'Nadópatas' sueltos por la Patacona

Los nadadores que celebraron el fin de año en la playa de la Patacona. :: JESÚS SIGNES/
Los nadadores que celebraron el fin de año en la playa de la Patacona. :: JESÚS SIGNES

Muchos triatletas se suman a la 'moda' de nadar en el mar también en invierno

LOURDES MARTÍ VALENCIA.

Sólo un incomprendido como Óscar puede tildar de «romántico» el hecho de nadar en el mar en pleno invierno.

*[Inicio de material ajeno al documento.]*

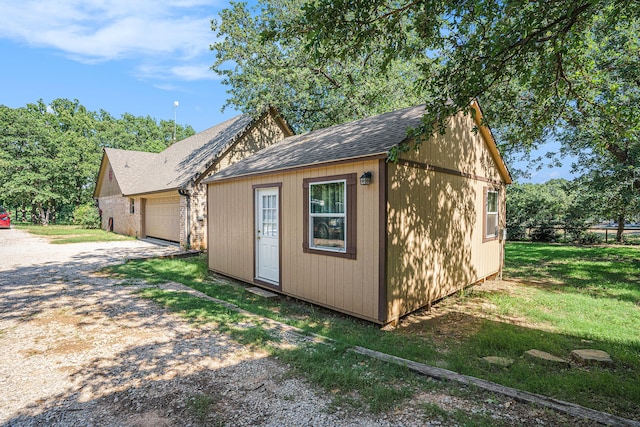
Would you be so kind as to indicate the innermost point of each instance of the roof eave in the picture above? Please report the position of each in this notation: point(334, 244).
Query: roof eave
point(487, 135)
point(215, 180)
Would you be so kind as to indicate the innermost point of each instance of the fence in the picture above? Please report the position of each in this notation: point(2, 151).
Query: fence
point(605, 233)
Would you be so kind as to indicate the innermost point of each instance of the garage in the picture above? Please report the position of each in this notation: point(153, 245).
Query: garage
point(162, 218)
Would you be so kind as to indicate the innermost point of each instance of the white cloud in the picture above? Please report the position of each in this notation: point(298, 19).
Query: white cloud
point(175, 32)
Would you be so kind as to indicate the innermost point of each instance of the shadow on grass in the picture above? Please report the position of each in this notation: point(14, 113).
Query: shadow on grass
point(615, 390)
point(465, 339)
point(599, 271)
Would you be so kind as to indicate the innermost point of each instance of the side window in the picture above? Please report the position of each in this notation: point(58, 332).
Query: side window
point(329, 215)
point(490, 214)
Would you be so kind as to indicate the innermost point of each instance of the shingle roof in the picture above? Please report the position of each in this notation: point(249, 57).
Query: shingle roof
point(363, 138)
point(139, 172)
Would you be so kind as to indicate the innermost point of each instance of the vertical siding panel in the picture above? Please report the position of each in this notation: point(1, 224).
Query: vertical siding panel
point(343, 284)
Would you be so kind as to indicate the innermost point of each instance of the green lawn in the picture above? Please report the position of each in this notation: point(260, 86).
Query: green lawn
point(564, 298)
point(63, 234)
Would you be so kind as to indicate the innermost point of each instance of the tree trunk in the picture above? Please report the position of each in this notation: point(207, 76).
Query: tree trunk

Bueno, él y las 270 personas que brindaron por la Navidad en la playa de la Patacona. Todos ellos se han autodiagnosticado una enfermedad llamada nadopatía. «Somos nadópatas», comenta Elena Borja, una de las impulsoras de esta asociación: «Hace siete años empezamos a quedar a través de un foro y como estábamos enfermos por nadar y Alboraya era nuestra zona nos bautizamos como Nadópatas Patacona. Cada vez hay más afición a practicar este deporte en aguas abiertas. Hacemos quedadas y también travesías no sólo en España por lo que tenemos la oportunidad de conocer muchos lugares».

En esas reuniones suelen asistir unas 30 o 40 personas, sin embargo, en la cita anual que esta semana cumplió su segunda edición, unas 270 personas se sumergieron en la Patacona. «El año pasado vinieron 130 y este el doble, es nuestra recompensa al trabajo». Todo aquel que pasara por el paseo de la Patacona a la altura del retén de la Policía Local percibía que ese grupo de gente compartía mucho más que su pasión por el mar: «Hemos conseguido regalos para los nadadores, ellos por su parte han aportado comida para un almuerzo popular. Hemos brindado, nos hemos dado muchos abrazos. es una mañana especial». Una jornada casi mágica en la que también la temperatura era mucho más alta de lo habitual.

«Aquí se forjan amistades para toda la vida», añadía Óscar Ferrando: «Mientras algunos están participando en las numerosas San Silvestres que hay por la provincia nosotros hacemos nuestra Marsilvestre». Él sufre la incomprensión de muchas de las personas de su entorno: «Generalmente la gente no lo entiende desde fuera esto. Te dicen cosas como que qué necesidad tienes de pasar frío en el mar, que hay otros deportes». Pero esa sensación casi indescriptible le tiene atrapado: «La natación en aguas abiertas, en el mar, y sobre todo en invierno tiene un componente romántico. Es como una calle de piscina de metros infinitos en los que poder nadar sin chocarnos ni molestarnos».

Para participar en la Marsilvestre, además de tesón, sólo hay que ser mayor de edad. El más veterano en la última tenía 71. Con las ganas de dar brazadas junto al resto de amantes del mar se quedó María Masiá. Una niña de 11 primaveras que suele bañarse en Moncófar: «El agua está un poco fría pero está guay nadar cuando no es normal, como por ejemplo ahora en Navidad». Ella se inició por prescripción médica y ahora anima a todos los pequeños a seguir sus pasos. Aunque fue un doctor el que le dio el último empujón, a María no lo venía de nuevo eso de entrar al mar en pleno invierno. Su padre, Eduardo, empezó hace cuatro años: «Antes iba a la piscina cuando venía el frío pero el mar es mucho más divertido». Este amante del deporte explica el aumento de nadópatas como «algo paralelo al incremento de los triatletas». Esta misma semana la Federación de Triatlón de la Comunitat anunciaba el crecimiento de todos los indicadores en 2015. El número de licencias escolares han aumentado un 20% y las federativas una media de 10 puntos. Este año hubo cerca de un 24% más de participantes en pruebas adultas que en 2014.

Que las quedadas son un gancho para los indecisos bien lo sabe Alfonso Granell. En 2014 unos compañeros de su club se inscribieron. Este año no ha querido dejar pasar la oportunidad: «He venido a probar porque sabemos que esta gente monta bien las cosas». Pese a la baja temperatura del agua, este triatleta no duda de las beneficios de nadar en aguas abiertas para su preparación: «Normalmente vamos a una piscina que son 25 metros pero aquí al menos puedes hacer una tirada larga. También sirve para ir adaptándose al neopreno también, por la flotabilidad.». Unas ventajas que unidas al buen ambiente que se respira han convencido a Alfonso y a sus amigos para repetir.